- Born: 16 June 1948 (age 77) Bangor, Gwynedd, Wales
- Education: Salford Art School Manchester
- Known for: Painter, cartoonist
- Patrons: Giles, Low and Jak

= Rick Brookes =

British cartoonist

Rick Brookes (born 16 June 1948) is a British satirical cartoonist. Having studied art at Salford Art School, Manchester, he worked first as an assistant art editor for Mirabelle magazine and then as a graphic artist and designer for IPC magazines such as Woman's Own, Woman's Realm and Ideal Home.

Brookes was an illustrator and staff cartoonist at the Evening Standard from 1977, signing his strips first "Rick Brookes" then "Brookes". He worked alongside Jak for eighteen years, deputising for him In 1994 Brookes began contributing to the Daily Express taking over from Giles, using the signature "Brook", and he kept the same signature after he moved to The Sun in 1996, taking over from Tom Johnston.
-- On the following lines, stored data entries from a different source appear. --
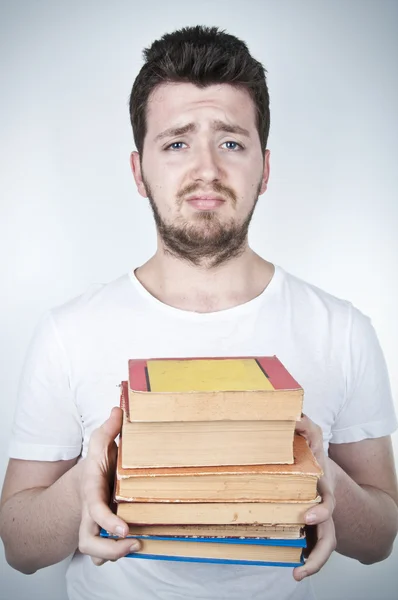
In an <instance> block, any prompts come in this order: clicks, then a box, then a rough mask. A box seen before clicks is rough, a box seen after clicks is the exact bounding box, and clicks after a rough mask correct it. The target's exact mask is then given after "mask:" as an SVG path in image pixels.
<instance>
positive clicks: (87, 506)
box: [80, 502, 129, 538]
mask: <svg viewBox="0 0 398 600" xmlns="http://www.w3.org/2000/svg"><path fill="white" fill-rule="evenodd" d="M100 528H102V529H105V531H108V532H109V533H111V534H112V535H116V536H118V537H120V538H125V537H126V536H127V535H128V532H129V527H128V525H127V523H126V522H125V521H123V520H122V519H120V517H118V516H116V515H115V514H114V513H113V512H112V511H111V509H110V508H109V507H108V506H107V505H106V504H104V503H102V502H100V503H94V504H91V505H85V506H84V508H83V511H82V519H81V525H80V535H81V536H83V537H89V536H95V535H98V533H99V531H100Z"/></svg>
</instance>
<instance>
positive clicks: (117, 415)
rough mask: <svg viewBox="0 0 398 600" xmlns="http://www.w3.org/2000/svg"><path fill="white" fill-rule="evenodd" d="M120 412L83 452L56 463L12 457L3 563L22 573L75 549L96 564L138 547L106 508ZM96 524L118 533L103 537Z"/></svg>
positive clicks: (1, 506) (2, 507) (115, 445)
mask: <svg viewBox="0 0 398 600" xmlns="http://www.w3.org/2000/svg"><path fill="white" fill-rule="evenodd" d="M121 425H122V411H121V409H120V408H114V409H113V410H112V413H111V416H110V417H109V419H108V420H107V421H105V423H103V424H102V425H101V427H99V428H98V429H96V430H95V431H94V432H93V434H92V436H91V438H90V443H89V447H88V452H87V456H86V458H85V459H83V460H81V461H80V462H79V463H78V464H75V463H76V459H74V460H67V461H57V462H36V461H25V460H15V459H11V460H10V463H9V466H8V470H7V474H6V478H5V481H4V487H3V494H2V500H1V505H0V536H1V538H2V539H3V542H4V546H5V552H6V558H7V561H8V563H9V564H10V565H11V566H12V567H14V568H15V569H17V570H18V571H22V573H25V574H31V573H34V572H35V571H37V570H38V569H41V568H43V567H47V566H49V565H52V564H55V563H57V562H59V561H61V560H63V559H64V558H66V557H67V556H69V555H70V554H71V553H72V552H74V551H75V550H76V549H77V548H79V550H80V552H82V553H84V554H89V555H90V556H91V558H92V560H93V562H94V563H95V564H97V565H101V564H103V563H104V562H106V561H107V560H117V559H118V558H121V557H122V556H125V555H126V554H127V553H129V552H134V551H136V550H138V548H139V547H140V544H139V542H138V541H137V540H134V539H132V538H127V539H125V538H126V535H127V534H128V526H127V525H126V523H125V522H124V521H122V519H120V518H119V517H118V516H116V515H115V514H113V513H112V511H111V510H110V508H109V500H110V484H111V482H113V478H114V475H115V467H116V450H117V447H116V444H115V442H114V440H115V438H116V436H117V435H118V434H119V433H120V429H121ZM100 527H103V528H104V529H106V530H107V531H110V532H112V533H114V534H115V535H118V536H120V539H118V540H113V539H105V538H101V537H100V536H99V532H100Z"/></svg>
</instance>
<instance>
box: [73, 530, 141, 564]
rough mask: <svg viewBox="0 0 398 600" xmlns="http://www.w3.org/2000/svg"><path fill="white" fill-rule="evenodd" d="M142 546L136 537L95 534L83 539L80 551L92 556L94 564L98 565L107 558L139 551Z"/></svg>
mask: <svg viewBox="0 0 398 600" xmlns="http://www.w3.org/2000/svg"><path fill="white" fill-rule="evenodd" d="M140 547H141V545H140V542H139V541H138V540H135V539H134V538H128V539H124V540H123V539H121V540H112V539H109V538H102V537H99V536H94V537H91V538H88V539H86V540H81V541H80V543H79V550H80V552H81V553H82V554H87V555H89V556H91V557H92V560H93V562H94V564H96V565H98V566H100V565H101V564H103V562H105V561H107V560H113V561H114V560H117V559H119V558H122V557H123V556H126V554H131V553H133V552H137V551H138V550H139V549H140ZM101 561H103V562H101Z"/></svg>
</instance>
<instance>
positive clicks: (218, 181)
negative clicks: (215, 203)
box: [177, 181, 237, 206]
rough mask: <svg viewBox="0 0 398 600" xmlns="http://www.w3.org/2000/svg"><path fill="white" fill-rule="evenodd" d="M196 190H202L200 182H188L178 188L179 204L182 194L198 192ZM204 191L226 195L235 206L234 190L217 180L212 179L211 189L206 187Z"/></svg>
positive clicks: (180, 202) (181, 198)
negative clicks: (197, 182)
mask: <svg viewBox="0 0 398 600" xmlns="http://www.w3.org/2000/svg"><path fill="white" fill-rule="evenodd" d="M198 191H203V190H202V187H201V186H200V184H198V183H190V184H189V185H187V186H186V187H185V188H183V189H182V190H180V191H179V192H178V194H177V201H178V203H179V204H181V202H182V201H183V199H184V196H187V195H188V194H193V193H194V192H198ZM206 191H207V192H208V191H212V192H215V193H217V194H221V195H224V196H226V197H227V198H229V199H230V200H232V203H233V206H235V204H236V202H237V196H236V194H235V192H234V191H233V190H232V189H231V188H229V187H227V186H226V185H224V184H222V183H220V182H219V181H214V182H213V183H212V185H211V189H210V190H208V189H206Z"/></svg>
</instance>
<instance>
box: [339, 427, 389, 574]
mask: <svg viewBox="0 0 398 600" xmlns="http://www.w3.org/2000/svg"><path fill="white" fill-rule="evenodd" d="M329 462H330V467H331V473H332V477H333V480H334V495H335V499H336V506H335V509H334V512H333V520H334V524H335V529H336V539H337V548H336V550H337V552H340V553H341V554H344V555H345V556H350V557H352V558H356V559H358V560H359V561H360V562H362V563H365V564H371V563H374V562H378V561H381V560H383V559H385V558H387V556H389V554H390V553H391V550H392V545H393V542H394V539H395V537H396V535H397V531H398V508H397V505H398V491H397V479H396V474H395V468H394V456H393V451H392V444H391V439H390V437H382V438H375V439H367V440H363V441H361V442H354V443H350V444H330V447H329Z"/></svg>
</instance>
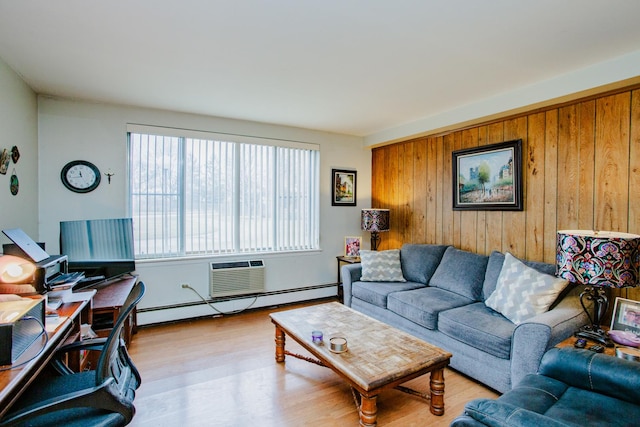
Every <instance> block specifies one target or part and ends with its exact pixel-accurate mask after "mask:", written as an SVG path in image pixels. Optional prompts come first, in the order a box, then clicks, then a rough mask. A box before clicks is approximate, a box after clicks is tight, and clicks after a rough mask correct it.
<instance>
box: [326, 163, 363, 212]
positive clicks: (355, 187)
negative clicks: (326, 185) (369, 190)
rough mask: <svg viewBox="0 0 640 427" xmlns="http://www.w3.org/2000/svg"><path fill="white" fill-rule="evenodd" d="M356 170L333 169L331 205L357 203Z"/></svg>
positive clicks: (349, 204)
mask: <svg viewBox="0 0 640 427" xmlns="http://www.w3.org/2000/svg"><path fill="white" fill-rule="evenodd" d="M356 174H357V172H356V171H351V170H342V169H332V170H331V184H332V185H331V206H355V205H356Z"/></svg>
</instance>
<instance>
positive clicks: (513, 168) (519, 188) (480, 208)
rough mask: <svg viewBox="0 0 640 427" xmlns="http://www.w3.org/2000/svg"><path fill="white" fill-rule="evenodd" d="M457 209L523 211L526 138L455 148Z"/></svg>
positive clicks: (455, 201)
mask: <svg viewBox="0 0 640 427" xmlns="http://www.w3.org/2000/svg"><path fill="white" fill-rule="evenodd" d="M452 170H453V210H476V211H477V210H491V211H507V210H512V211H521V210H522V209H523V204H522V201H523V193H522V140H521V139H517V140H513V141H507V142H501V143H499V144H492V145H485V146H483V147H474V148H467V149H464V150H458V151H454V152H453V158H452Z"/></svg>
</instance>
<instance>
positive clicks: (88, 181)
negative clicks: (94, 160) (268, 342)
mask: <svg viewBox="0 0 640 427" xmlns="http://www.w3.org/2000/svg"><path fill="white" fill-rule="evenodd" d="M100 178H101V176H100V170H99V169H98V167H97V166H96V165H94V164H93V163H91V162H88V161H86V160H73V161H71V162H69V163H67V164H66V165H64V167H63V168H62V170H61V171H60V179H61V180H62V183H63V184H64V186H65V187H67V188H68V189H69V190H71V191H73V192H75V193H88V192H90V191H93V190H95V189H96V188H98V185H100Z"/></svg>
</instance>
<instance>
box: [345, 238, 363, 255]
mask: <svg viewBox="0 0 640 427" xmlns="http://www.w3.org/2000/svg"><path fill="white" fill-rule="evenodd" d="M361 246H362V236H346V237H345V238H344V256H345V257H347V258H360V247H361Z"/></svg>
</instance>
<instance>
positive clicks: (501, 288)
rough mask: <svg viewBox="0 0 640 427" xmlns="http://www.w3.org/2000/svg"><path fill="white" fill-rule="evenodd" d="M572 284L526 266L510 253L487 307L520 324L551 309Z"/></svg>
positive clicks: (563, 280)
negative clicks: (553, 304) (530, 318)
mask: <svg viewBox="0 0 640 427" xmlns="http://www.w3.org/2000/svg"><path fill="white" fill-rule="evenodd" d="M568 283H569V282H567V281H566V280H564V279H559V278H557V277H554V276H550V275H548V274H543V273H539V272H538V271H537V270H535V269H533V268H531V267H528V266H526V265H525V264H524V263H523V262H522V261H520V260H518V259H517V258H516V257H514V256H513V255H511V254H510V253H507V254H506V255H505V259H504V263H503V265H502V270H501V271H500V275H499V276H498V282H497V285H496V289H495V291H493V293H492V294H491V295H490V296H489V298H487V300H486V301H485V304H486V305H487V306H488V307H490V308H492V309H494V310H496V311H498V312H500V313H502V314H503V315H504V316H505V317H506V318H507V319H509V320H511V321H512V322H513V323H515V324H520V323H522V322H524V321H525V320H527V319H530V318H532V317H534V316H536V315H538V314H540V313H544V312H545V311H547V310H548V309H549V307H550V306H551V304H553V303H554V302H555V300H556V299H557V298H558V295H560V293H561V292H562V291H563V290H564V288H566V287H567V285H568Z"/></svg>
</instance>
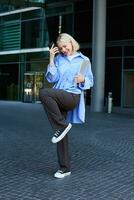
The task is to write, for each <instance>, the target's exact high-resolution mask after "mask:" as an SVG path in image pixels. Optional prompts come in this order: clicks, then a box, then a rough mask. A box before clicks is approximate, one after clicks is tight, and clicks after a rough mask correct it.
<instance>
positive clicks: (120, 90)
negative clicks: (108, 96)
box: [105, 58, 122, 106]
mask: <svg viewBox="0 0 134 200" xmlns="http://www.w3.org/2000/svg"><path fill="white" fill-rule="evenodd" d="M121 68H122V60H121V58H120V59H106V71H105V97H106V98H107V95H108V92H112V96H113V104H114V106H120V103H121Z"/></svg>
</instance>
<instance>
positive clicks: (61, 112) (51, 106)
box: [39, 88, 80, 171]
mask: <svg viewBox="0 0 134 200" xmlns="http://www.w3.org/2000/svg"><path fill="white" fill-rule="evenodd" d="M39 96H40V100H41V102H42V104H43V107H44V109H45V111H46V114H47V116H48V119H49V121H50V124H51V126H52V128H53V130H54V131H56V130H58V129H61V128H64V127H66V126H67V125H68V122H67V121H66V115H67V112H68V111H69V110H72V109H73V108H75V107H76V105H77V104H78V103H79V98H80V96H79V95H78V94H73V93H69V92H66V91H64V90H60V89H54V88H46V89H41V90H40V94H39ZM57 156H58V163H59V166H60V169H62V170H64V171H70V158H69V150H68V135H66V136H65V137H64V138H63V139H62V140H61V141H59V142H58V143H57Z"/></svg>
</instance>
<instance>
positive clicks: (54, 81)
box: [45, 64, 59, 83]
mask: <svg viewBox="0 0 134 200" xmlns="http://www.w3.org/2000/svg"><path fill="white" fill-rule="evenodd" d="M45 77H46V79H47V80H48V82H50V83H55V82H57V81H58V80H59V71H58V68H57V67H56V65H55V64H49V65H48V67H47V72H46V74H45Z"/></svg>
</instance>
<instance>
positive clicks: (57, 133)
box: [51, 123, 72, 143]
mask: <svg viewBox="0 0 134 200" xmlns="http://www.w3.org/2000/svg"><path fill="white" fill-rule="evenodd" d="M71 128H72V124H70V123H69V124H68V126H67V127H66V128H63V129H61V130H58V131H56V132H55V134H54V136H53V137H52V140H51V141H52V143H57V142H59V141H60V140H62V139H63V138H64V137H65V135H66V134H67V133H68V131H69V130H70V129H71Z"/></svg>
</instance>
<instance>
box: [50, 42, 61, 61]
mask: <svg viewBox="0 0 134 200" xmlns="http://www.w3.org/2000/svg"><path fill="white" fill-rule="evenodd" d="M57 53H59V49H58V47H56V46H54V43H53V44H52V46H51V48H50V50H49V54H50V64H53V63H54V57H55V55H56V54H57Z"/></svg>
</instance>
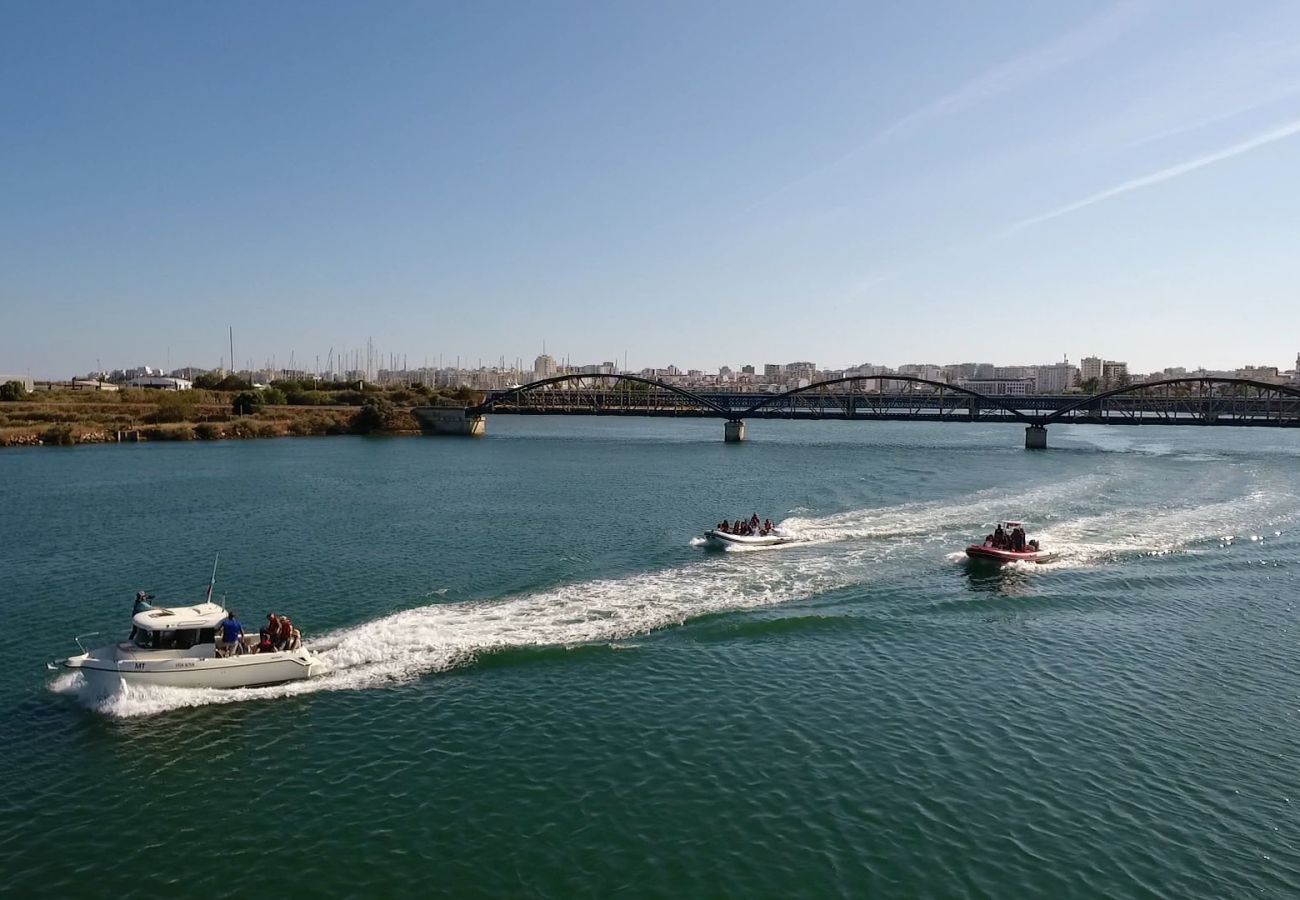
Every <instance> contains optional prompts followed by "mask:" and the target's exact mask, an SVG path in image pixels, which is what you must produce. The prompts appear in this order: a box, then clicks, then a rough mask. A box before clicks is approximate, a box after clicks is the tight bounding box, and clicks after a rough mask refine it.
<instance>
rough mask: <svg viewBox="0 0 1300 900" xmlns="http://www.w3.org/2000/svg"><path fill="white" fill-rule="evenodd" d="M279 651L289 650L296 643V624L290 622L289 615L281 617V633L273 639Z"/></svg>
mask: <svg viewBox="0 0 1300 900" xmlns="http://www.w3.org/2000/svg"><path fill="white" fill-rule="evenodd" d="M273 642H274V644H276V649H277V650H289V649H291V648H290V645H291V644H292V642H294V623H292V622H290V620H289V616H287V615H282V616H279V631H278V632H277V633H276V637H274V639H273Z"/></svg>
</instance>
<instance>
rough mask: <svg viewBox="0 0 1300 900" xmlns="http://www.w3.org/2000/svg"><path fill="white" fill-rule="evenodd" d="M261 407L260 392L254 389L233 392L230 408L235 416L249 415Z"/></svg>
mask: <svg viewBox="0 0 1300 900" xmlns="http://www.w3.org/2000/svg"><path fill="white" fill-rule="evenodd" d="M261 407H263V402H261V394H260V393H257V391H256V390H243V391H239V393H238V394H235V398H234V401H231V402H230V408H231V410H233V411H234V414H235V415H237V416H251V415H252V414H255V412H257V411H259V410H260V408H261Z"/></svg>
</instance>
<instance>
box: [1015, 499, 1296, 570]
mask: <svg viewBox="0 0 1300 900" xmlns="http://www.w3.org/2000/svg"><path fill="white" fill-rule="evenodd" d="M1296 499H1297V498H1296V496H1295V494H1294V493H1290V492H1279V490H1265V489H1257V490H1252V492H1251V493H1248V494H1244V496H1243V497H1236V498H1234V499H1227V501H1218V502H1213V503H1197V505H1195V506H1191V505H1190V506H1183V507H1175V509H1167V510H1160V511H1156V512H1141V511H1118V512H1109V514H1106V515H1096V516H1087V518H1080V519H1074V520H1070V522H1062V523H1058V524H1054V525H1053V527H1050V528H1048V529H1047V531H1043V532H1040V540H1041V541H1043V546H1044V548H1050V549H1052V550H1053V551H1056V554H1057V561H1056V562H1054V563H1049V566H1053V564H1054V566H1060V564H1074V566H1079V564H1089V563H1095V562H1099V561H1104V559H1110V558H1115V557H1123V555H1144V554H1145V555H1152V554H1162V553H1178V551H1183V550H1186V549H1187V548H1188V546H1190V545H1192V544H1199V542H1203V541H1206V540H1210V538H1214V537H1223V536H1229V535H1232V533H1240V532H1249V531H1252V529H1258V528H1268V529H1270V531H1271V529H1274V528H1275V527H1278V525H1282V524H1287V523H1291V522H1294V520H1295V518H1296ZM1227 542H1231V541H1230V538H1229V540H1227Z"/></svg>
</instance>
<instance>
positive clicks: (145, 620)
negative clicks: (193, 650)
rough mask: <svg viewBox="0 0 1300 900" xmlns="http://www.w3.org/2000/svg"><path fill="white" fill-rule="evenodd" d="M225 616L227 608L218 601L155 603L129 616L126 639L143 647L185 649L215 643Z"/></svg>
mask: <svg viewBox="0 0 1300 900" xmlns="http://www.w3.org/2000/svg"><path fill="white" fill-rule="evenodd" d="M225 618H226V610H225V609H224V607H221V606H218V605H217V603H198V605H195V606H155V607H153V609H148V610H144V611H142V613H136V614H135V615H133V616H131V633H130V636H129V637H127V641H129V642H130V644H134V645H135V646H136V648H139V649H142V650H188V649H190V648H191V646H199V645H200V644H216V632H217V626H218V624H221V620H222V619H225Z"/></svg>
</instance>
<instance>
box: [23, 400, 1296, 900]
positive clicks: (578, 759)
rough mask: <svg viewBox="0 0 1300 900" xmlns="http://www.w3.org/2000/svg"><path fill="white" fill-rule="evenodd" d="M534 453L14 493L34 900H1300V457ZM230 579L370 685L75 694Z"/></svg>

Brookes's cartoons appear regularly in newspapers such as News of the World, Mail on Sunday, The American and Punch, and is especially popular on Metro, with his series THIS LIFE. He also worked on the Allied Lyons advertising campaign for Saatchi & Saatchi. Greatly influenced by Giles, Low and Jak, Brookes also admires Oliphant, Matt and Mac. He is reported as drawing his sketches with a Swan fountain pen and flexible nib, just so that he can be suppler in his drawing. He used to hide a rook in his drawings "because there is a rook hidden in 'Brookes'".